Some open source projects make it very simple to understand what license applies to the published works. Unfortunately, despite all of the best intentions to share with the world, determining what licensing terms apply is more complicated than just looking for the one license file. In this article, we will explore license declarations in open source code, packages, and projects, and how these may apply to your final product.
By now, if you are a developer, you have probably downloaded an open source package, played with it a bit, and found it helpful enough to use in your product. Then, you probably looked to see if the license fits within your organization’s rules. But wait – where’s the license hiding?
By definition, open source projects come with licenses. Often you discover not one, but many, and wonder what to make of it. Sometimes you can choose between multiple licenses. Other times, they refer to various subcomponents of composite open source projects. And there are times when you just can’t find the license.

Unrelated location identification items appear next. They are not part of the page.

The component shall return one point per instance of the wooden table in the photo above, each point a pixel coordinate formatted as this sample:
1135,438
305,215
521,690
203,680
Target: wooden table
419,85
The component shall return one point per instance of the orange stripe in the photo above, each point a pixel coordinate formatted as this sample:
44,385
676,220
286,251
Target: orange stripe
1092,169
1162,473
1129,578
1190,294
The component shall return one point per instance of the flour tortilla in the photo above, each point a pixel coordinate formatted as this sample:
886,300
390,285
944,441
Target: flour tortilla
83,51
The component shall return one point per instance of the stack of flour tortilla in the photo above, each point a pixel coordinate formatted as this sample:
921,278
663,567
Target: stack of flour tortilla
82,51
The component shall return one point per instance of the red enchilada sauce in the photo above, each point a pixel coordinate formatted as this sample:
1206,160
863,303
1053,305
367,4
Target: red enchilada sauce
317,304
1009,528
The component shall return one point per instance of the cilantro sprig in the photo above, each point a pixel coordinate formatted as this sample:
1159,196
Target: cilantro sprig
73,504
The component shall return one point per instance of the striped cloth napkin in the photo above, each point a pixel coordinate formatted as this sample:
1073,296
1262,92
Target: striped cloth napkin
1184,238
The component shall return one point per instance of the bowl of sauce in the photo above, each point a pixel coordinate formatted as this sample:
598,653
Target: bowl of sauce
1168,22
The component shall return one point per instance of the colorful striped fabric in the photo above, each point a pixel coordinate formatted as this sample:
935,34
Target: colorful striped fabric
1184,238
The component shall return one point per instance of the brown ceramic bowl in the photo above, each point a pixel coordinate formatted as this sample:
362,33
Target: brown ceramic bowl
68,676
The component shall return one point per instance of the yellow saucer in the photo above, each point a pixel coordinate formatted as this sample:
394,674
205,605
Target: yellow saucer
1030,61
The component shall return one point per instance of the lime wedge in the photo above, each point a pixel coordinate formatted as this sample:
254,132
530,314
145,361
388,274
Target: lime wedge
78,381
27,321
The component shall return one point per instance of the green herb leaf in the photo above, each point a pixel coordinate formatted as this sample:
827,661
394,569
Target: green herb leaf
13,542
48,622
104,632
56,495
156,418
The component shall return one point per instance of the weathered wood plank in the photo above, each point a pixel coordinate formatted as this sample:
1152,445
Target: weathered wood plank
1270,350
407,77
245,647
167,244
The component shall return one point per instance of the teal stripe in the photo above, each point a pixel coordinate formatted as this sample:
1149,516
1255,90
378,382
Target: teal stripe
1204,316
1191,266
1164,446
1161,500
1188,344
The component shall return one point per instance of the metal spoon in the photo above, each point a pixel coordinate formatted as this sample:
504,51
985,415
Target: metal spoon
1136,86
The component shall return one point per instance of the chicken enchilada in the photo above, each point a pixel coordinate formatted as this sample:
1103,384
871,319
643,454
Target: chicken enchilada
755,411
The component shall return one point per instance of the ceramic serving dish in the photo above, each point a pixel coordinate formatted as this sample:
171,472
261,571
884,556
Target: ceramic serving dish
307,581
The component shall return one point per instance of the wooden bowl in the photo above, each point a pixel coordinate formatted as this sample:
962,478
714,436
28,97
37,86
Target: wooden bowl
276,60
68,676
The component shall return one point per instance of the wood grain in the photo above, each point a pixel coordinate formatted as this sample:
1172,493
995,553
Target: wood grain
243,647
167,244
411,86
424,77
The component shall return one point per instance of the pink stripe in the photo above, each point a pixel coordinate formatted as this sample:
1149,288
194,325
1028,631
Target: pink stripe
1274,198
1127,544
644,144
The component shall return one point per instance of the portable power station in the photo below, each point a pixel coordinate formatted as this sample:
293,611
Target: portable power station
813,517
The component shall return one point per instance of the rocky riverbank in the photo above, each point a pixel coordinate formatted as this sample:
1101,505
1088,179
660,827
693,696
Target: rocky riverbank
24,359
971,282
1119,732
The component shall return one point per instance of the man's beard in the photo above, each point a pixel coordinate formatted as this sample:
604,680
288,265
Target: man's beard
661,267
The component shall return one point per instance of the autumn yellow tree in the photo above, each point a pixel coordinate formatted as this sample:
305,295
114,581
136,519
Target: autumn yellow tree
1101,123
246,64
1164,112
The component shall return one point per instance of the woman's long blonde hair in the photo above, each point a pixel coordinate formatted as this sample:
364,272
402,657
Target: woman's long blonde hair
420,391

While open source developers are passionate software artists (I really love those “Code Poet” shirts), when they venture in the world of licenses (read: legalese) they typically rely more on the right side of their brain. Often, they get it right, but sometimes, the context is too complex. Even for the trained professional, open source licensing terms can be subjective at times. Many licenses were not written by lawyers, and for the ones that were, they suffered through many revisions.
It is equally challenging to arrive to a conclusion as to which license or licenses apply to a package. There are many files in a package, and sometimes the licensing information associated with them is incomplete, ambiguous, or even contradictory.
Why bother with the license?
Software is like a piece of art (back to that “Code Poet” shirt). The author automatically owns the copyright, and no one can use it unless you have the author’s permission. An open source license is that blanket permission, complete with its conditions and provisos. No license, no permission to use – it is that simple.
Where to look
License information may be hiding in any and all of the files in a package. You need to collect this information, categorize it, and then synthesize it in order to come to a conclusion as to what license(s) should apply to the package. You can find most licensing information here:
- License files – files that contain the complete license text of the applicable license(s).
- License header in source files – a reference to the license, or even the full license text found in the comments of the source code files.
- License reference – a reference to the licenses and their applicability, generally found in other documentation files.
In the best possible case, you will find a clear reference to the licensing terms in each source code file, the same license file in the root folder, and a license reference in the README file. If the information all agrees, you can conclude on the licensing terms with a very high degree of certainty. Unfortunately, this does not happen very often. In a survey of Protecode’s GIPS database (for Global IP Signatures, essentially a database of all open source software in the world), only 13 percent of the open source packages in circulation contain license header information for all source files.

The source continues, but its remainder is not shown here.